The project aims at segmenting speech sequences based on speaker transitions. Additionally, it will identify the number of speakers.

Team Members:
  • Abhishek Agrawal
  • Souradip Pal
  • Mohammed Adnan
  • Mahim Goyal
  • Sahil Thandra
  • 150102002
  • 150102076
  • 150108021
  • 150108044
  • 150108046
  • ECE
  • ECE
  • EEE
  • EEE
  • EEE

Abstract

Speaker Sequence Segmentation is the first step in many audio-processing applications and aims to solve the problem ”who spoke when”. It therefore relies on efficient use of temporal information from extracted audio features. In this project, we have utilised the Linear Predictive Coefficients of the speech signal and it’s derived features to segment out the speech of individual speakers. We have employed both supervised and unsupervised learning methods to approach the problem.

1. Introduction

1.1 Introduction to Problem

The objective of this project is to segment speech sequences based on speaker transitions, where the number of speakers is not known beforehand.

1.2 Motivation

The number of smart devices are increasing exponentially and so is the amount of data to process. Audio indexing which aims to organize content of multimedia using semantic information from audio data is broader class of problem for audio processing. Speech sequence segmentation aims to label the segments of audio/video data with corresponding speaker identities. Apart from audio indexing it has central application in speech research such as automatic speech recognition, rich transcription etc.

1.3 Figure
This text displays when the image is umavailable
1.4 Literature Review

The general unsupervised segmentation problem deals with the classification of a given utterance to a speaker participating in a multispeaker conversation. The exact definition of the problem is as follows. given a speech signal, recorded from a multi-speaker conversation, determine the number of speakers, determine the transition times between speakers and assign each speech segment to its speaker.

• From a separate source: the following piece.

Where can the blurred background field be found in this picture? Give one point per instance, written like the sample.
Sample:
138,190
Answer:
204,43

  1. Miro, Xavier Anguera, et al. ”Speaker diarization: A review of recent research.” Audio, Speech, and Language Processing, IEEE Transactions on 20.2 (2012): 356-370 discusses two approach, top-down and bottom-up approach. The top-down approach is initialized with very few clusters (usually one) whereas the bottom-up approach is initialized with many clusters (usually more clusters than expected speakers). In both cases the aim is to iteratively converge towards an optimum number of clusters. If the final number is higher than the optimum then the system is said to under-cluster.

  2. Qin Jin, Kornel Laskowski, Tanja Schultz, and Alex Waibel, ”Speaker Segmentation and Clustering In meetings” uses BIC ( Bayesian Information Criterion) to calculate the performance of different model. A negative value of BIC means that model provides a better fit to the data, that is there is a speaker change at point . Therefore, we continue merging segments until the value of BIC for the two closest segments is negative.

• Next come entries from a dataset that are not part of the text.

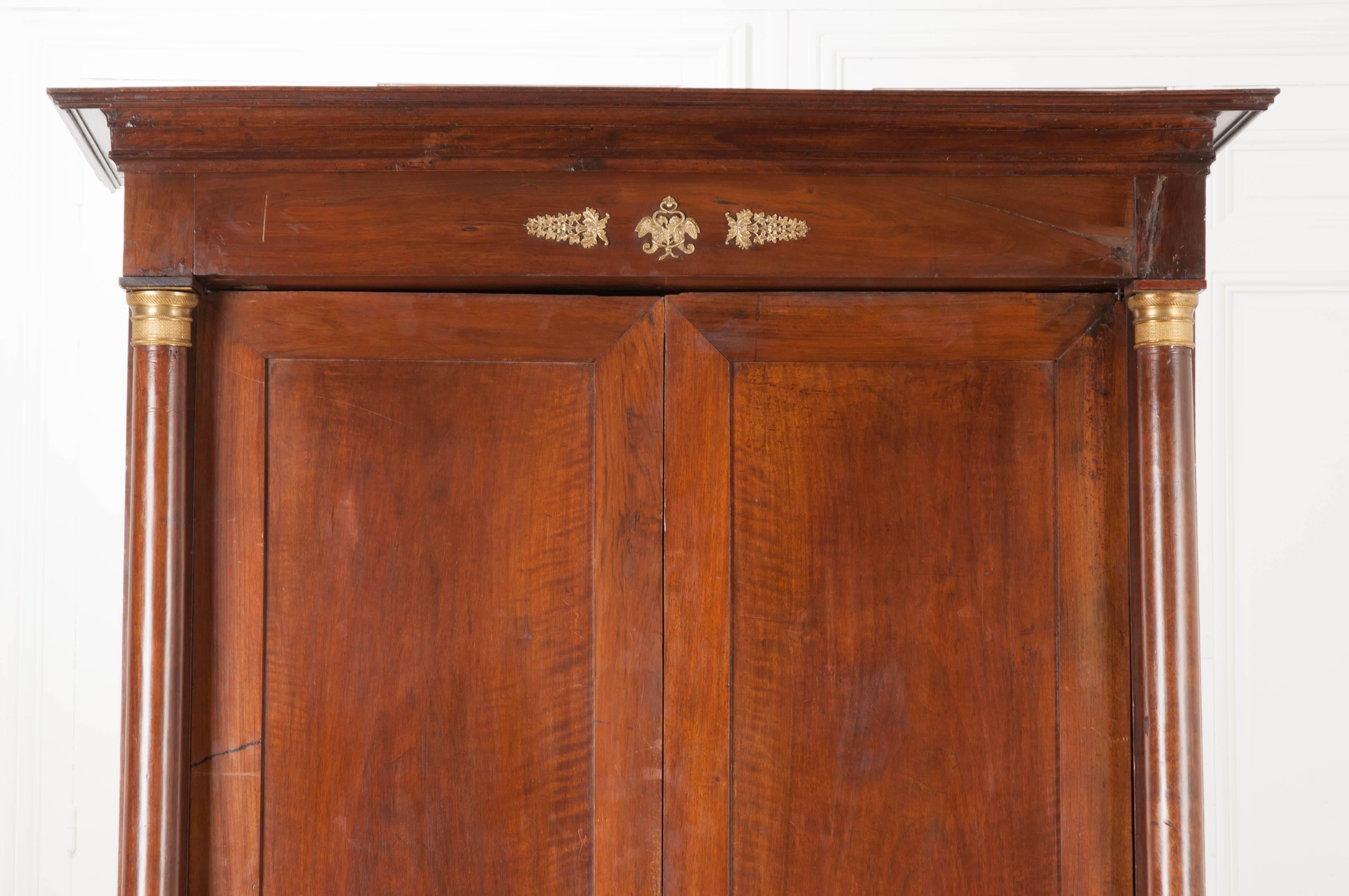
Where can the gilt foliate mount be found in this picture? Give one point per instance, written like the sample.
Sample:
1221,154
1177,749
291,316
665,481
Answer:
670,230
756,228
576,228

  3. Aadel Alatwi, Stephen So, Kuldip K. Paliwal “Perceptually Motivated Linear Prediction Cepstral Features for Network Speech Recognition” proposed a new method for modifying the power spectrum of input speech to obtain a set of perceptually motivated Linear Prediction (LP) parameters that provide noise-robustness to Automatic Speech Recognition (ASR) features

  4. Vladimir Fabregas et al, “Transformations of LPC and LSF Parameters to Speech Recognition Features” discusses features that can be obtained from the LPC parameters are the LPCC (LPC Cepstrum) and the MLPCC (Mel-Frequency LPCC).

1.5 Proposed Approach

The problem requires that we split the input audio into multiple segments according to the speaker transitions. For this purpose, we need to characterise each individual’s voice by some features, using which we can detect if there is a speaker transition. For this purpose, we are using LPC and it’s derived features. The pre-processing of the audio clip involves detecting and discarding the parts of audio clip that don’t contain any voice, i.e. all speakers are silent. Further, we engage in feature extraction. The extracted features are used for the purpose of classification using two methods - supervised and unsupervised. The post-processing involves eliminating the sporadic values/samples detected over each of the larger time frame.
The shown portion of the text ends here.